Incidentally, in the present specification, the induction coupled plasma emission spectrography (ICP) is used for measuring (confirming) “the catalyst (platinum) content per unit catalyst coated area (mg/cm2)”. Those skilled in the art easily may perform a method for obtaining desired “the catalyst (platinum) content per unit catalyst coated area (mg/cm2)” as well, and the control of the composition (catalyst concentration) and coating amount of slurry allows the content to be adjusted.
Also, the support amount (occasionally referred to also as the support rate) of the catalyst in the porous carrier is preferably 10 to 80% by mass, more preferably 30 to 70% by mass with respect to the whole amount of the catalyst carrier (namely, the porous carrier and the catalyst). The support amount in the above-mentioned range is preferable by reason of allowing sufficient dispersity of the catalyst components on the carrier, the improvement of power generation performance, the economic advantages, and the catalyst activity per unit mass.
(Polymer Electrolyte)
The ion-conducting polymer electrolyte is contained in the catalyst layer. The polymer electrolyte is also called the proton-conducting polymer by reason of playing a role of transmitting protons produced around the catalyst active material on the fuel electrode side.

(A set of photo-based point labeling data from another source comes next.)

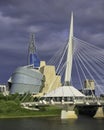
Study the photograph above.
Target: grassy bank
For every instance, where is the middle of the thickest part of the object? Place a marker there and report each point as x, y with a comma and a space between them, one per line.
10, 108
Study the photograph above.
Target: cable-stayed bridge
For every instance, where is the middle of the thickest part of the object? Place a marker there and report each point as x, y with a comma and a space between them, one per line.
81, 66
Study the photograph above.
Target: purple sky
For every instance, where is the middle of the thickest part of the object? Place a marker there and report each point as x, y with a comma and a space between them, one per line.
49, 20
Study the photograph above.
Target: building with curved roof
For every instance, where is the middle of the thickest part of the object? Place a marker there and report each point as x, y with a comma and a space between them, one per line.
26, 80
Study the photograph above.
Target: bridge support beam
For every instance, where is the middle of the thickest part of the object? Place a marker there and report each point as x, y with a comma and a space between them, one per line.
68, 112
99, 113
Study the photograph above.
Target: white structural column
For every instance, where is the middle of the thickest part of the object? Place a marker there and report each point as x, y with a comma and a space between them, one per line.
69, 54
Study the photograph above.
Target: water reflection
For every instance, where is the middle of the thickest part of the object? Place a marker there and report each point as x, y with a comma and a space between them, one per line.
52, 123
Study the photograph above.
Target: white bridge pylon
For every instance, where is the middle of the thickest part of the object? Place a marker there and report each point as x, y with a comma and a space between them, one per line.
67, 91
71, 91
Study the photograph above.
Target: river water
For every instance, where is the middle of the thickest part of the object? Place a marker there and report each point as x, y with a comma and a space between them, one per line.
52, 123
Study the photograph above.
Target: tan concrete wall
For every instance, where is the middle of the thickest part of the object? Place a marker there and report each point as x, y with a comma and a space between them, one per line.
52, 81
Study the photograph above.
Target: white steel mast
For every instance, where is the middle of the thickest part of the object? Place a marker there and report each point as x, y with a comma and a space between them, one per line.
69, 55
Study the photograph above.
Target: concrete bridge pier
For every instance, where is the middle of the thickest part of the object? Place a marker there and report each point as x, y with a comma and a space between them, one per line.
68, 112
99, 112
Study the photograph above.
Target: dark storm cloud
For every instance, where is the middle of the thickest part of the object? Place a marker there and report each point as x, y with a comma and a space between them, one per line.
50, 20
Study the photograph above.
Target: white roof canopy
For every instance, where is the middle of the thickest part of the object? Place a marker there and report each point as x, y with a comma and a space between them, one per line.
65, 91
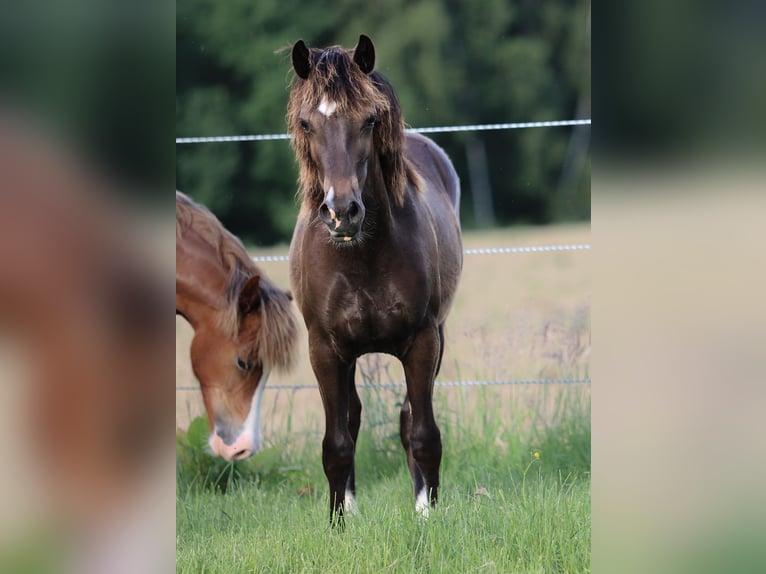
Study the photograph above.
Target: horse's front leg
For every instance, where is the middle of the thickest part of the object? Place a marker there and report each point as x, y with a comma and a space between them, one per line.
420, 434
332, 375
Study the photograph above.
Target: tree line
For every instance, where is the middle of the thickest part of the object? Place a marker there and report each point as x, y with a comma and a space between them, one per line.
452, 62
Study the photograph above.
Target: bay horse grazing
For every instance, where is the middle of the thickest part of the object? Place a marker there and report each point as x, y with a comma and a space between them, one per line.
376, 254
243, 326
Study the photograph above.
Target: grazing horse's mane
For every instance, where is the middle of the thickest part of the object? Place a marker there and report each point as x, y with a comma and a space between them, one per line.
275, 341
335, 75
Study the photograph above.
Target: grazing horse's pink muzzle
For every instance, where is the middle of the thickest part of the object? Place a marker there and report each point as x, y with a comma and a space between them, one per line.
243, 447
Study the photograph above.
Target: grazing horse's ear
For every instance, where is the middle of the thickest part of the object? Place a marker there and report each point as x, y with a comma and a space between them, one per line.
364, 54
250, 296
301, 59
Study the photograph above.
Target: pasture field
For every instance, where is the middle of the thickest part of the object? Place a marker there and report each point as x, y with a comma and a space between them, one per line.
515, 476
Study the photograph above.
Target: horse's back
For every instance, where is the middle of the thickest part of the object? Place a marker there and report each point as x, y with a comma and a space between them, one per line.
433, 164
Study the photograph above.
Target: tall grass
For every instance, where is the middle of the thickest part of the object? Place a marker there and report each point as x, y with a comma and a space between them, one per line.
515, 495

The polymer electrolyte is not particularly limited, and can be properly referred to the knowledge of publicly available prior art. The polymer electrolyte is roughly divided into fluorine-based polymer electrolyte and hydrocarbon-based polymer electrolyte, depending on the kinds of ion exchange resins which the polymer electrolyte are made of.

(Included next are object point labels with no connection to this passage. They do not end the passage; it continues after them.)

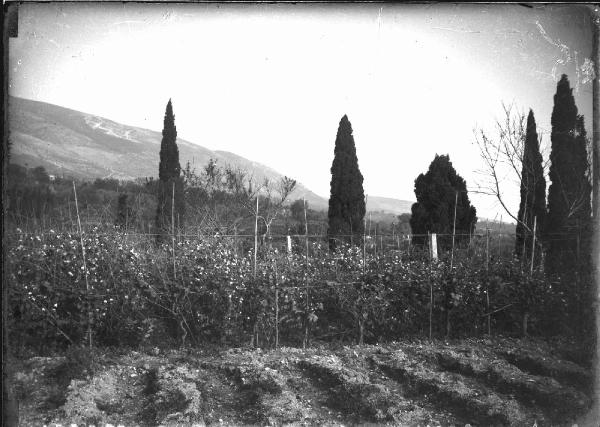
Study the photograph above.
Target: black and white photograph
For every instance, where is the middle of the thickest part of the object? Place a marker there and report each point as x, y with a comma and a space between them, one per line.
300, 214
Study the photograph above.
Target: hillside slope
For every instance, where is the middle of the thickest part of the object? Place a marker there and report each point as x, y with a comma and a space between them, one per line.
72, 143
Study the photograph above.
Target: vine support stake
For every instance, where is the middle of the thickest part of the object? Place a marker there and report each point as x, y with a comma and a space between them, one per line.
255, 235
173, 229
453, 230
533, 243
87, 283
306, 337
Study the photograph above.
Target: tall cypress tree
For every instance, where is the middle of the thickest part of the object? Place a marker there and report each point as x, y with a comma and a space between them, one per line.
436, 192
347, 199
169, 173
569, 195
533, 191
568, 220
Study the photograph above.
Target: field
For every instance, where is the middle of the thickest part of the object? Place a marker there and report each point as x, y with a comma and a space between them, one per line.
217, 327
480, 382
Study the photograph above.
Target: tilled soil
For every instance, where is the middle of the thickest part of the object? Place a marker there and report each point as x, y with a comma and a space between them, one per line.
477, 382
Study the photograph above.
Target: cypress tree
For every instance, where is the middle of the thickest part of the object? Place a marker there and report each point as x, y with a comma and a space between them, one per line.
169, 174
436, 192
569, 195
533, 191
568, 220
347, 199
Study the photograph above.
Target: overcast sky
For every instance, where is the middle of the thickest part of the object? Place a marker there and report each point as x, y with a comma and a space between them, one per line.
271, 82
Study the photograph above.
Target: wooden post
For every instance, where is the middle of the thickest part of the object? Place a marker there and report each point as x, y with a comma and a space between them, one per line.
276, 306
430, 308
453, 230
375, 241
255, 235
365, 239
173, 229
487, 283
87, 284
533, 243
307, 303
487, 249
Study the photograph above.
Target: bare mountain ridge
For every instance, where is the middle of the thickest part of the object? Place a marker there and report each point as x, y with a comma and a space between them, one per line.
82, 145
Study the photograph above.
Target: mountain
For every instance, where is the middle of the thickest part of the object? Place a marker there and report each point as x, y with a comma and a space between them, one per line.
72, 143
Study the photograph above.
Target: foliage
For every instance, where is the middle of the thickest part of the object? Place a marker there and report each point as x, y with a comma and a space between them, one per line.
207, 292
533, 192
170, 207
347, 200
568, 224
439, 192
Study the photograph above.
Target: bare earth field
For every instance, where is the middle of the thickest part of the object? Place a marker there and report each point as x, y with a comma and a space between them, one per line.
478, 382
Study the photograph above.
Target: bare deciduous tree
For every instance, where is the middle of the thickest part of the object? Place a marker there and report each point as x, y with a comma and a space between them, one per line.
502, 153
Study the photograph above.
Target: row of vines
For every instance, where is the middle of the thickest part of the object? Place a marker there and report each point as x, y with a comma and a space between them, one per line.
197, 291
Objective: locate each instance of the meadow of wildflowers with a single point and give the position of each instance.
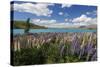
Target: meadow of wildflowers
(49, 48)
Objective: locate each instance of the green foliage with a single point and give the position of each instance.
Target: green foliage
(23, 25)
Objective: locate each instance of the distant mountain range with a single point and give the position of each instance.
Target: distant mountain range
(23, 25)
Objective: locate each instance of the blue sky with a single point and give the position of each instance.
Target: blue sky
(55, 15)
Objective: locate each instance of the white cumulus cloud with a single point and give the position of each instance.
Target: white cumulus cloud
(38, 9)
(83, 19)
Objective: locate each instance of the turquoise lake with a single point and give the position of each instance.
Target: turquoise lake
(21, 31)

Examples of the ion exchange resins which constitute the fluorine-based polymer electrolyte include: perfluorocarbon sulfonic acid-based polymers, perfluorocarbon phosphonic acid-based polymers, tri-fluorostyrene sulfonic acid-based polymers, ethylenetetrafluroroethylene-g-styrene sulfonic acid-based polymers, ethylene-tetrafluoroethylene copolymers, polyvinylidenefluoride-perfluorocarbon sulfonic acid-based polymers, such as Nafion (registered trademark of Dupont), Aciplex (registered trademark of Asahi Kasei Chemicals Corp.), and Flemion (registered trademark of Asahi Glass Co.). These fluorine-based polymer electrolytes are used preferably and fluorine-based polymer electrolytes consisting of perfluorocarbon sulfonic acid-based polymers are used particularly preferably, from the viewpoint of improving the power generation performance such as heat resistance and chemical stability.

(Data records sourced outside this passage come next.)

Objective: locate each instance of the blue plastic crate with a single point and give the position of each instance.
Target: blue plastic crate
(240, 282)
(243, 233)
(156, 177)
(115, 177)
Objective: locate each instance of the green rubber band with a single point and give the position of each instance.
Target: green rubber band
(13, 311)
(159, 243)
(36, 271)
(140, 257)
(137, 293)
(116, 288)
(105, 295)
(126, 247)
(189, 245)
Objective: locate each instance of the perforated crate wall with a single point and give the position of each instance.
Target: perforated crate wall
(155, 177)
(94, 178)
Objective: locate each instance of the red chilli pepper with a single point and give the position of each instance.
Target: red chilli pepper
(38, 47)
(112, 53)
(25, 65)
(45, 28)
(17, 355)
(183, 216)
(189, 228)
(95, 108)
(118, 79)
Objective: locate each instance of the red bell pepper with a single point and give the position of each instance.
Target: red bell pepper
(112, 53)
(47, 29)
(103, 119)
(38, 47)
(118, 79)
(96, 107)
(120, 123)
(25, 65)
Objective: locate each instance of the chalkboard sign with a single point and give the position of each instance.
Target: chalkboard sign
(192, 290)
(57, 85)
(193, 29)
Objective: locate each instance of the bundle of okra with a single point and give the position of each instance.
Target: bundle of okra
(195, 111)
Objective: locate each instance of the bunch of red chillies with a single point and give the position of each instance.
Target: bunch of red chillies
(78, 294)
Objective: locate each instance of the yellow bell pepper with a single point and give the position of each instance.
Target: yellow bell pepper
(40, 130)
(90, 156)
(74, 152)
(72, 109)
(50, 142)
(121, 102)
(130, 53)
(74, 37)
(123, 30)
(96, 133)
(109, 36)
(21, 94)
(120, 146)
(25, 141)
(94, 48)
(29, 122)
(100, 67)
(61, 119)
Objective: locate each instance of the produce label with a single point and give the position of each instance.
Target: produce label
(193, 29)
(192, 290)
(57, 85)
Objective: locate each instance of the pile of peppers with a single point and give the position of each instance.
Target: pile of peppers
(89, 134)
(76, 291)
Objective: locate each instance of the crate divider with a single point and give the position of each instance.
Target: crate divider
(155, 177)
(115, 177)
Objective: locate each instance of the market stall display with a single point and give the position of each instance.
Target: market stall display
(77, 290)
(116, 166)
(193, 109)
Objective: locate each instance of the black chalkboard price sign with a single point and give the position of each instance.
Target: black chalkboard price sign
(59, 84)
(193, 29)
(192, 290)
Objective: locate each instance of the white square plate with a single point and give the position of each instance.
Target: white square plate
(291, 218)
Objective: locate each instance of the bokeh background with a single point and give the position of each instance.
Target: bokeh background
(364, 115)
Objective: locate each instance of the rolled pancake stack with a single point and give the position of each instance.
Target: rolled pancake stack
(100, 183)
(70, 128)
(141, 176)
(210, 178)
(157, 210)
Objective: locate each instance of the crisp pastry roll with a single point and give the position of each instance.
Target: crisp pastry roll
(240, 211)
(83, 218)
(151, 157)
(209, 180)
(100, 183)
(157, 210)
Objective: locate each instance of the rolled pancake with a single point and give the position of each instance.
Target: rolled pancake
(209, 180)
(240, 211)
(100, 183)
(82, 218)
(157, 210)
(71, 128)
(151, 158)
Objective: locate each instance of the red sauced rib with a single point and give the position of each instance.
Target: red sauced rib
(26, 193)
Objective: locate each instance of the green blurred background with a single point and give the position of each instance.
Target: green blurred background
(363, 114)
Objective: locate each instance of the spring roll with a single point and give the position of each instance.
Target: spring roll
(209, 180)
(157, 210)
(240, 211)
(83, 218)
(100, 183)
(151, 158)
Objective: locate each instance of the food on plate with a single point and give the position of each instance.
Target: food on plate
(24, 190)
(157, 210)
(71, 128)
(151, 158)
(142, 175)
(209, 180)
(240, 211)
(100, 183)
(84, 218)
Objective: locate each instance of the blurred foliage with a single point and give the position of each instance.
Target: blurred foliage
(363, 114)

Specific examples of the hydrocarbon-based electrolytes include: sulfonated polyether sulfon (S-PES), sulfonated polyaryletherketone, sulfonated polybenzimidazolealkyl, phosphonated polybenzimidazolealkyl, sulfonated polystyrene, sulfonated polyether etherketone (S-PEEK), sulfonatedpolyphenylene (S-PPP). These hydrocarbon-based polymer electrolytes are used preferably from the manufacturing standpoints that their raw materials are inexpensive, their manufacturing processes are simple, and their materials are highly selectable. Incidentally, the above-mentioned ion exchange resins may be used singly in only one kind or in combinations of two or more kinds. Also, the above-mentioned materials are not exclusive and other materials can be used as well.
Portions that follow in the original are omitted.